Bislang hatte die Rechtsprechung über einen solchen Fall nicht zu entscheiden. Unter Beachtung der bisherigen Grundsätze des BGH dürfte innerhalb des Vertrages das Äquivalenzverhältnis nicht mehr zu Lasten des Kunden verschoben werden.

Allerdings ist dem entgegenzuhalten, dass die Billigkeitskontrolle eine Ermessensentscheidung darstellt. Hierbei ist zu beachten, dass der Versorger seine Allgemeinen Tarife nicht nach Kundengruppen splitten kann. Andernfalls bestände die Gefahr, dass derartige Extrapreise als Sondervereinbarung ausgelegt werden, da die Preise der Belieferung einzelner Kunden dann vom Rest der allg. Tarife abweicht. Zudem hat auch der Kunde, der am 15.07.2010 einen Grundversorgungsvertrag abgeschlossen hat, davon profitiert, dass der Versorger seine Preisanpassungen mit starker Verzögerung weitergibt.

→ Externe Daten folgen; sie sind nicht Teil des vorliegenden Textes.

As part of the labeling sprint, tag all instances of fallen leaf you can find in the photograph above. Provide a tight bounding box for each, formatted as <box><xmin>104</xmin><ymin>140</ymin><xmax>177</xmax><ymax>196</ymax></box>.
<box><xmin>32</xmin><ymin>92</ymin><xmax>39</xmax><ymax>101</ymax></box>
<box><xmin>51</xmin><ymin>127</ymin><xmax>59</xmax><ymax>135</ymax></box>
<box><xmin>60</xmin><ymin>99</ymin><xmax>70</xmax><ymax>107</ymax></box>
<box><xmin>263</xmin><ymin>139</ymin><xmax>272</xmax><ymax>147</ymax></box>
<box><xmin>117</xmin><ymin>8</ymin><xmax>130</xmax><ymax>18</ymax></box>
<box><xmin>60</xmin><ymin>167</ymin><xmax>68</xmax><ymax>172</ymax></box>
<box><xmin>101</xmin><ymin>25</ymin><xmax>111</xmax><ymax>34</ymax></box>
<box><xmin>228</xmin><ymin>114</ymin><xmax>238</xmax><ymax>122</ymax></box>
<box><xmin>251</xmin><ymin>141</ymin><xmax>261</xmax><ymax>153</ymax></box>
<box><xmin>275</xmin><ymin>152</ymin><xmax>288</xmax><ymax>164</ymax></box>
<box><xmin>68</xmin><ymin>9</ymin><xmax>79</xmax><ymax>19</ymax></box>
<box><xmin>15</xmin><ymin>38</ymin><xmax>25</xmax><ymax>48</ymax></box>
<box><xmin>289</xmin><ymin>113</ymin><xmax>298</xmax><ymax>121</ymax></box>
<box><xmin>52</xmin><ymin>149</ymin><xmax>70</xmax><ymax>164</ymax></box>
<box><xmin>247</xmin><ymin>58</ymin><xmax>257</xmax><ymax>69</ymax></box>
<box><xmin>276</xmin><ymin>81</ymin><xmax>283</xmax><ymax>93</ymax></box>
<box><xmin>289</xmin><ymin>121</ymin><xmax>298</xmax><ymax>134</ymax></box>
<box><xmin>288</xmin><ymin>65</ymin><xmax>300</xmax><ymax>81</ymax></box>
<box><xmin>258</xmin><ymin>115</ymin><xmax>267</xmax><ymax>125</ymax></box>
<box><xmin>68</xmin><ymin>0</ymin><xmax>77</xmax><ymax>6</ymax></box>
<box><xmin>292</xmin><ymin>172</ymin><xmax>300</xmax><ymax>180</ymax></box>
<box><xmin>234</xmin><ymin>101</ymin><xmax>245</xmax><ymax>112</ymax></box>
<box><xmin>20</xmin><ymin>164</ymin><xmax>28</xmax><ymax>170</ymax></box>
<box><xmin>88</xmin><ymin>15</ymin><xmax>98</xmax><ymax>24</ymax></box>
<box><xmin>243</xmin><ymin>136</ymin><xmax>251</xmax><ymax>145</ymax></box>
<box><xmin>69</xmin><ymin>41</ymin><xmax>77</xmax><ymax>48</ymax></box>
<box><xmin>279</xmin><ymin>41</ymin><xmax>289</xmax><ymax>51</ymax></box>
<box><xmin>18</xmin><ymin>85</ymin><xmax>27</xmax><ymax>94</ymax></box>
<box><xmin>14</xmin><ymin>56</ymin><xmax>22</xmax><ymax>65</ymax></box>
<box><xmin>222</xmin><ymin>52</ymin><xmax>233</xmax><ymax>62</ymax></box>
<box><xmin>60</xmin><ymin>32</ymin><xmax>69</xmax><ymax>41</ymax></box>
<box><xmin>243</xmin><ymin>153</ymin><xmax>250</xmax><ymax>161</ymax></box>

Er hat nämlich einen günstigeren Einstiegspreis erhalten, als wenn der Versorger immer zeitscharf seine Preise angehoben hätte.

Dem möglichen Argument des Kunden, bei Kenntnis der verzögerten Erhöhungen und damit der drohenden Anpassung hätte er den vermeintlich günstigen Tarif nicht abgeschlossen kann mit dem Hinweis auf das Sonderkündigungsrecht nach § 5 Abs. 3 GVV begegnet werden, wonach für den Kunden bis zum Wechsel die Anpassungen keine Wirkung entfalten.

Es besteht damit ein Risiko, dass ein Gericht im Falle des Kunden vom 15.07. im Einzelfall einen unbilligen Preis unter strenger Auslegung der BGH Rechtsprechung annimmt.  Im Rahmen einer gesamtwirtschaftlichen Betrachtung sollte der Preis gleichwohl angepasst werden.

RR-E-ft:
@Black

Danke für die Antwort.

Ihren Ausführungen habe ich entnommen, dass eine Preisvereinbarung vom 15.07.10 das der gerichtlichen Billigkeitskontrolle unterliegende einseitige Leistungsbestimmungsrecht des Versorgers in einem konkreten Vertragsverhältnis nicht beeinflussen soll?

Wäre eine solche  Preisvereinbarung für den Kunden demnach hinsichtlich der Belieferung nach Vertragsabschluss wertlos?

Die Fragestellung bezog sich einmal auf grundversorgte Kunden und einmal auf Normsondervertragskunden und dabei wiederum jeweils nicht nur auf drastisch gestiegene Bezugskosten vor Vertragsabschluss, sondern auch auf drastisch gesunkene Bezugkosten vor Vertragsabschluss.

Wie steht es damit? [Bitte BGH VIII ZR 81/08 Rn. 18 beachten]

Wäre bei drastisch gesunkenen Bezugkosten eine solche Preisvereinbarung etwa für den Versorger wertlos?

Haben Preisvereinbarungen in diesem Bereich dann überhaupt einen Wert?
Wenn ja für wen und welchen?

§ 315 BGB bezieht sich auf einzelne Vertragsverhältnisse.
Eine gesamtwirtschaftliche Betrachtung ist der gerichtlichen Billigkeitskontrolle fremd.

Gesamtwirtschaftlich ist es nämlich belanglos, ob der Verbraucher oder der Versorger das Geld in die Tasche bekommt bzw. in dieser behält.
(Gelderhaltungssatz: Geld ist durch Zahlung nie weg, es haben immer nur die anderen).